Jean Peterson says, _inter alia_:

>If we want to get intertextual, we could look at *A Comedy of Errors*, a
>play written within just a few years of *Shrew*, in which both
>masters-even the one who is generally perceived as the "nicer" of the
>two, Mr. Syracuse-hammer their servants, apparently as a matter of
>course; and *Two Gentlemen of Verona* in which Valentine is apparently
>in the habit of responding to minor irritations by beating up his
>servant Speed.

The three plays exhibit quite different relations to Shakespeare's later
work.  Shakespeare (rightly, in my opinion) finds _Two Gentlemen_ not
worth pursuing.  Various themes of _Comedy_ --  twins in _12th Night_,
the (apparently) magical universe and transformation of Bottom into an
ass in _MSND_, for example-appear in various later plays.  _The Taming
of the Shrew_, in contrast, bears several close links with _Much Ado
About Nothing_.  Both plays have a conventional submissive female figure
romantically linked with a conventional young male figure, and
juxtaposed against a much more dramatically interesting female figure
who bears some sort of relation to the Shrew stereotype, and who in turn
is romantically linked to a non-conventional male character.
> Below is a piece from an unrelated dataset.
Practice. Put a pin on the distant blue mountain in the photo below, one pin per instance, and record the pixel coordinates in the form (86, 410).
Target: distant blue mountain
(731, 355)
The links are obvious, as are the differences-Shakespeare calls the
Shrew stereotype into question in a completely different way in _Taming_
than he does in _Much Ado_  --  but at the very least, he found the
theme interesting enough to return to later, in a way that he did not
with _Comedy_ and _Two Gentlemen_.  Also, there is a perfectly
politically-correct theme which can be extracted from both plays-avoid
ditsy blondes; conventional macho males are real dumbos.
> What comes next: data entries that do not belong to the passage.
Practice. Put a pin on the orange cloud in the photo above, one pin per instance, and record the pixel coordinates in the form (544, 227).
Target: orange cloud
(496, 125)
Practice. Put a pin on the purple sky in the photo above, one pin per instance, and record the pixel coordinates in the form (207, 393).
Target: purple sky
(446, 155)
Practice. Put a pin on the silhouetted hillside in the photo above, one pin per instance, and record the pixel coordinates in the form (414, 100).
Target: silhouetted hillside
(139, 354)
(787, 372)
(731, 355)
>It would seem that the casual manner in which
>servant-beating is offered up as occasion for hilarity in these early
>plays indicates yet another marker of the differences between "early
>modern" comic formulas and contemporary liberal-humanist sensibilities.

As, no doubt, the example of servant-beating in _Waiting for Godot_
offends our sensibilities.  Or if perhaps Beckett is serious rather than
casual, we must revolt at the manner in which Basil Fawltey beats Manuel
in _Fawltey Towers_.  Perhaps the groundlings we will have always with
us, outraging the tender liberal-humanist sensibilities of both the
Elizabethan and the post-modern periods.

>I had once joked that persons who
>feel compelled to salvage this play as a great love story ...
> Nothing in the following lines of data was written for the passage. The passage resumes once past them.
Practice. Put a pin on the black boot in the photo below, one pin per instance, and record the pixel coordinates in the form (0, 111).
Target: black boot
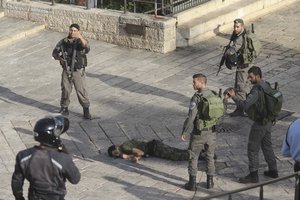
(209, 182)
(64, 111)
(86, 113)
(191, 185)
(250, 178)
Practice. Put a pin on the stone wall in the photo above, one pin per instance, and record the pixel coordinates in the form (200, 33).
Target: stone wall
(130, 29)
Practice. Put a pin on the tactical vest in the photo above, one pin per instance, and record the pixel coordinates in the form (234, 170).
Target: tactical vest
(80, 57)
(251, 47)
(268, 105)
(210, 109)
Here I'd agree-the 'great love stories' (_Romeo and Juliet_, for
instance) end with marriage, and deal predominantly with adolescent
love.  _The Shrew_ is the first of Shakespeare's plays (_Othello_ and
_Antony and Cleopatra_ might be later examples) to explore, to a greater
or lesser degree and with a greater or lesser foregrounding, the nature
of the erotic relationship after the wooing is over.  Some might
consider this theme at least as important as that of a 'great love
story'.

>If Kate and Petruchio are your romantic
>ideal, you are welcome to them; I'd prefer a better paradigm.

The paradigm, to return to it, of _Romeo and Juliet_?  You don't specify
your example, but that's the play which immediately springs to my mind.
Frankly, better a live Katherine than a dead Juliet.  The grand
paradigms are stirring to watch, but much less satisfactory to inhabit.